Another reporter, Olivia Olsen, has written stories for the Austin American Statesman, the Northern California Record, the Louisiana Record, and the Florida Record.

Olsen, who lives in Austin, does not conduct any of her reporting in person. “I would love to travel, but most work is online,” she said. She prefers interviewing subjects over the phone.

“There is not a big difference between interviewing someone in person versus over the phone. It is just a conversation, and you can have a conversation over the phone. It is easier to interview someone over the phone than in person.

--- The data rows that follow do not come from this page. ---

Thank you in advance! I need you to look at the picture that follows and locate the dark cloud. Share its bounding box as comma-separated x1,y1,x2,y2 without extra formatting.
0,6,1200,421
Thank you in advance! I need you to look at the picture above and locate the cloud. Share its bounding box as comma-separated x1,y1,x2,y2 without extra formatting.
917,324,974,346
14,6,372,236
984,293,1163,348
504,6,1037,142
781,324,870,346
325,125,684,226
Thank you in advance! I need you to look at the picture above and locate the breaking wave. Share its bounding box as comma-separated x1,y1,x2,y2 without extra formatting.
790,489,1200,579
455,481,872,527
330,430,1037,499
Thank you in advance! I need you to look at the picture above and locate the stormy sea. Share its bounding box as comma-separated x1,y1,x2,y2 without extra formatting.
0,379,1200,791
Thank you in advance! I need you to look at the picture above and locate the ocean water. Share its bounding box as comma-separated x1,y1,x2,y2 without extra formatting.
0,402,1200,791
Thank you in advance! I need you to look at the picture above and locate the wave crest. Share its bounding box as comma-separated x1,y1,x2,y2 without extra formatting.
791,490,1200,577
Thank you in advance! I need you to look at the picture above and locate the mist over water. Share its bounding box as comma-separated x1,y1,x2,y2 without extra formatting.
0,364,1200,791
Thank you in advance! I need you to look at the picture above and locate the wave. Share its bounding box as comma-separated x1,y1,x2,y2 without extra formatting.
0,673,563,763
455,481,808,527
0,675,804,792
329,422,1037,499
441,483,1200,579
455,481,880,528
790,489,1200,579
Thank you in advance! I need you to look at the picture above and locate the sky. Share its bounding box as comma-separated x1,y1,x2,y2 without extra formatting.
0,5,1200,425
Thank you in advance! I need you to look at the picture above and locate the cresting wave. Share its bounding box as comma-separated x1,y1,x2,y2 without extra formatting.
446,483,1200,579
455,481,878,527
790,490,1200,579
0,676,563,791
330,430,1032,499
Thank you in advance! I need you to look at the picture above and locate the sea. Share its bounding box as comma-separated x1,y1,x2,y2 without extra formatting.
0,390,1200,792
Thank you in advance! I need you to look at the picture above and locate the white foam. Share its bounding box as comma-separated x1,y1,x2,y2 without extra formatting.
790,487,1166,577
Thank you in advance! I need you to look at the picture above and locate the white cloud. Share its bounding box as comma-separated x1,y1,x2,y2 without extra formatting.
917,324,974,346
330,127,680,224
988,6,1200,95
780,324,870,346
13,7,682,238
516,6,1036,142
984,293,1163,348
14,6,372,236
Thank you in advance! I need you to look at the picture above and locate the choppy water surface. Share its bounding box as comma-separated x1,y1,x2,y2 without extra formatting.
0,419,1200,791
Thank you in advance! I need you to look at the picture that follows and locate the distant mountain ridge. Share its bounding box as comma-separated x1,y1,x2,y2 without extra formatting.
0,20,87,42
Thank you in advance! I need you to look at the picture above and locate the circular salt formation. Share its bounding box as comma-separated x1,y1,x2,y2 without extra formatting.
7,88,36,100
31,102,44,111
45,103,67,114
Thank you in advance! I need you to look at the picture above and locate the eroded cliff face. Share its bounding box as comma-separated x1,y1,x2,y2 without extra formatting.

“There are pros and cons to having someone on the ground,” she said. “The hyperlocal content we write does not require someone on the ground. Having journalists on the ground in every small town is just not feasible.”

Olsen said she has never met a representative from ICS in-person. “We do conference calls, but never meet.”

“It’s a job, like any other. It is the best job I’ve ever had. I love writing, and it gives me the opportunity to do it. I get to set my own schedule. I don’t have to worry about being somewhere for eight hours.”

Some of the radio stations that receive content from the IPI’s Illinois Radio Network don’t like to use the stories.

WRXX and WILY in Centralia, Ill. receive IRN content. Monica Seals, the acting news director, refuses to use it.

“I am not crazy about the IRN’s writing. The IRN’s grammar and style are not professional. A lot of the stories have sentences that end in prepositions,” Seals said. “Also, a lot of the IRN’s stories are not balanced. A lot of the articles are very right leaning,” Seals continued.

“The IRN’s stories tend to err on the side of Gov. Bruce Rauner. There is a very clear bias,” Seals said. Instead, Seals chooses to use the Associated Press as a source of news content.

“The AP offers better coverage, better writing, and they are not biased. Your regular newspapers report both sides. We are going to quote Gov. Rauner and Mike Madigan. We give fair coverage. But that is not what everyone wants these days,” Seals said.

“With the (Dan) Proft publications, you are getting Rush Limbaugh in print. You are getting Alex Jones in print. It is filling the demand for biased coverage. And while the IRN’s content and motives are questionable, their stories are also poorly written,” Seals said. “It is obviously not written by professionals, or even people with a firm grasp of the English language,” Seals said.

Americans must question the source and legitimacy of their news, she added, and exercise critical thinking when consuming media. “Media literacy is important.”